In the midst of fertility investigations, you’ve diagnosed your patient as having a common chromosome disorder. You may only be concerned about the fertility implications, but this is a combined diagnosis which must be managed sensitively. Sadly, it rarely is.

This is probably the worst possible time for your patient to discover what was wrong with them all those years. As it’s come in the midst of trying to start a family, they will find themselves focussing all their energies in that direction.

Initially, after the shock of the first prognosis has worn off — often, an unsympathetic “get over it” — they may be moved to pursue novel conception interventions privately. If that’s unsuccessful, they may consider fostering or adoption, and thus embark on an emotionally draining assessment.

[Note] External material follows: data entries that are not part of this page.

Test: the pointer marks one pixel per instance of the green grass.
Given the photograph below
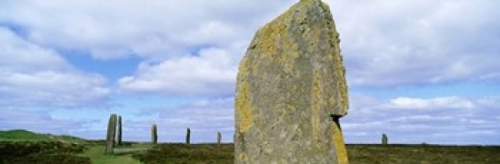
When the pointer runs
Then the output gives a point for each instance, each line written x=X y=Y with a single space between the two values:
x=134 y=153
x=97 y=156
x=24 y=135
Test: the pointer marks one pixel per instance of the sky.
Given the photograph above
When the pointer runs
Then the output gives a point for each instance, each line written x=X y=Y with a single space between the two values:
x=419 y=71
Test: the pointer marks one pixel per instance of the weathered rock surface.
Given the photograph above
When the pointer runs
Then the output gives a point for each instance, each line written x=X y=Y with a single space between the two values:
x=289 y=83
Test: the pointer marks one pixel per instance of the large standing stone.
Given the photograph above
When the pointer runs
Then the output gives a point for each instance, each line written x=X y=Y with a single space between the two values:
x=290 y=83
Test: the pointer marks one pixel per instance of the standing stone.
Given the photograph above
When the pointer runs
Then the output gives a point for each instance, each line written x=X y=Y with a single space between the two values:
x=119 y=131
x=291 y=90
x=154 y=134
x=385 y=139
x=111 y=134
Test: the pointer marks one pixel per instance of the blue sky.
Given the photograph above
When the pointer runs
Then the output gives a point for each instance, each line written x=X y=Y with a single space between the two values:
x=419 y=71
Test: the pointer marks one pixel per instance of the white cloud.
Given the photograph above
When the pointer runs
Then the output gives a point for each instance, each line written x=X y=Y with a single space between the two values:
x=114 y=29
x=386 y=44
x=33 y=75
x=204 y=117
x=417 y=120
x=213 y=72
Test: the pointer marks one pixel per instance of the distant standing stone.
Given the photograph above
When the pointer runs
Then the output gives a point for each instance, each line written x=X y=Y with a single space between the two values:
x=290 y=84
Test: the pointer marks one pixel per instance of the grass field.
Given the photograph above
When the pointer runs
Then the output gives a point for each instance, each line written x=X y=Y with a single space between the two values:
x=135 y=153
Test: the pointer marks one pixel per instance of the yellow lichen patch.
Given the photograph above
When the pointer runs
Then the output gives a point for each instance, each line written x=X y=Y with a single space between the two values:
x=243 y=107
x=243 y=157
x=341 y=81
x=268 y=45
x=316 y=105
x=340 y=149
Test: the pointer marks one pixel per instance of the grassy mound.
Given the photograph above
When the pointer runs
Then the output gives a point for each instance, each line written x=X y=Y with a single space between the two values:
x=25 y=135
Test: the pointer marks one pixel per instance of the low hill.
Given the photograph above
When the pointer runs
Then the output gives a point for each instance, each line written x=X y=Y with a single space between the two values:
x=25 y=135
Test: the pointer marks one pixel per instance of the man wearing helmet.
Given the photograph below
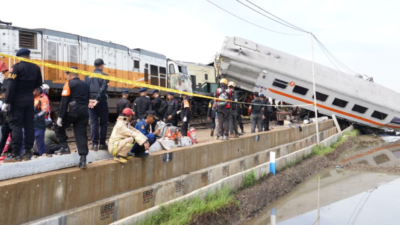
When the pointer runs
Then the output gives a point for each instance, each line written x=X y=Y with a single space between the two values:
x=124 y=137
x=224 y=96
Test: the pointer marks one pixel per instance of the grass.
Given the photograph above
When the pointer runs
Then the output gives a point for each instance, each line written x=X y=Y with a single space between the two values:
x=182 y=212
x=320 y=150
x=249 y=179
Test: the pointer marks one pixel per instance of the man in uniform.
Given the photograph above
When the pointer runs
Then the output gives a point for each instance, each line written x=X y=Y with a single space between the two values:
x=185 y=114
x=171 y=115
x=124 y=137
x=123 y=103
x=98 y=88
x=74 y=110
x=141 y=105
x=155 y=105
x=24 y=77
x=144 y=127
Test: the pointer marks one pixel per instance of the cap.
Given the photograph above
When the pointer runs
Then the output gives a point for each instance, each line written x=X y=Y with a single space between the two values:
x=23 y=51
x=99 y=62
x=72 y=67
x=127 y=112
x=224 y=81
x=152 y=113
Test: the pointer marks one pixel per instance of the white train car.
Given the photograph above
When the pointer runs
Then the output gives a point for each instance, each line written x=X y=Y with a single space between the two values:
x=67 y=49
x=282 y=76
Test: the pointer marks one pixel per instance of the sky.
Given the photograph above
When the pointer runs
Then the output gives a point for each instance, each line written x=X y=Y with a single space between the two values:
x=363 y=34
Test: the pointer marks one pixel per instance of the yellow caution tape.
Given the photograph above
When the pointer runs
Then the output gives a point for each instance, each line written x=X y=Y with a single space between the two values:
x=116 y=79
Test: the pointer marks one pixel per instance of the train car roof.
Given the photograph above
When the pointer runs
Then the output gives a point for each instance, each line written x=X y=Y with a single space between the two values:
x=150 y=53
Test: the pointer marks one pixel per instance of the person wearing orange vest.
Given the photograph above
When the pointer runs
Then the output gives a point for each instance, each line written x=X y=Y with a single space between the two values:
x=74 y=110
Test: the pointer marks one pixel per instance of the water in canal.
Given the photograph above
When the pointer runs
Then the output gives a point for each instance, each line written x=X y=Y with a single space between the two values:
x=343 y=197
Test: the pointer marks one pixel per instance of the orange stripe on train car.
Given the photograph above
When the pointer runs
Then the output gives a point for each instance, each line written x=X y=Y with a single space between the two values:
x=330 y=109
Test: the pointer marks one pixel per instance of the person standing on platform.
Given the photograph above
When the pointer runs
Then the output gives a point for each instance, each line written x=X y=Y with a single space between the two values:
x=41 y=110
x=211 y=116
x=123 y=102
x=185 y=114
x=124 y=137
x=256 y=112
x=233 y=126
x=156 y=106
x=74 y=110
x=171 y=115
x=23 y=78
x=224 y=109
x=143 y=126
x=99 y=108
x=141 y=105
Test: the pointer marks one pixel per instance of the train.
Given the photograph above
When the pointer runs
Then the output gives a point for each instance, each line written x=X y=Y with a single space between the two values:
x=66 y=49
x=258 y=68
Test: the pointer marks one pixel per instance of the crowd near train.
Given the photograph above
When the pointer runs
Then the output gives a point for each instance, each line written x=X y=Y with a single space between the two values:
x=31 y=126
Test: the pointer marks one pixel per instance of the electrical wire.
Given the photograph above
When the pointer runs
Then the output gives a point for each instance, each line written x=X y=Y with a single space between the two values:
x=248 y=21
x=284 y=23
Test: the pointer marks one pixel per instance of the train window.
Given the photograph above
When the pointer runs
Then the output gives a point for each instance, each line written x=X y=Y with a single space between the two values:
x=379 y=115
x=321 y=97
x=359 y=108
x=300 y=90
x=339 y=102
x=280 y=83
x=136 y=64
x=171 y=69
x=27 y=39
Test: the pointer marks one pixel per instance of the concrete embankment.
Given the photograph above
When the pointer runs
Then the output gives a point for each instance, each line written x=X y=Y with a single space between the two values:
x=72 y=196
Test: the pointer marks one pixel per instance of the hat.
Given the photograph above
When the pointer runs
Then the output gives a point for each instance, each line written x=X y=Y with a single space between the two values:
x=127 y=112
x=99 y=62
x=152 y=113
x=23 y=51
x=72 y=67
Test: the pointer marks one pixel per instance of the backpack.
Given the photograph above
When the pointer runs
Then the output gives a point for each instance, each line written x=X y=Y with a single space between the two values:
x=163 y=107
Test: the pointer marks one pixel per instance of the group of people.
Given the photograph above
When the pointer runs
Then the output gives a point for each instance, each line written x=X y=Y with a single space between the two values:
x=226 y=112
x=26 y=120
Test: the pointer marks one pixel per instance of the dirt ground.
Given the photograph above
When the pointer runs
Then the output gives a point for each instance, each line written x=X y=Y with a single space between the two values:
x=254 y=199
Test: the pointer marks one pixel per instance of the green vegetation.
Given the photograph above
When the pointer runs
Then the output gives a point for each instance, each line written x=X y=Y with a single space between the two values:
x=249 y=179
x=321 y=150
x=182 y=212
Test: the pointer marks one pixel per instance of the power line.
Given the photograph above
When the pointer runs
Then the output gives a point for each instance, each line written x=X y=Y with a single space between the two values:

Most likely it will be years before they’re ready to understand the implications of the other elements of this combined diagnosis. By the time they’ve understood that it was more than a fertility or endocrine condition, they will probably have struggled through life as a result of various neurobehavioral and psychosocial difficulties.

I understand interventions are more joined up nowadays. I’m glad. The individual diagnosed in adulthood will have lived with years of insensitivity to that point, be it from peers mocking their face, form and character, or others frustrated with their intellectual and emotional immaturity.

This is the one time sensitivity will make all the difference. This could be the moment they begin to get their life back on track. Or it could be the moment that breaks them.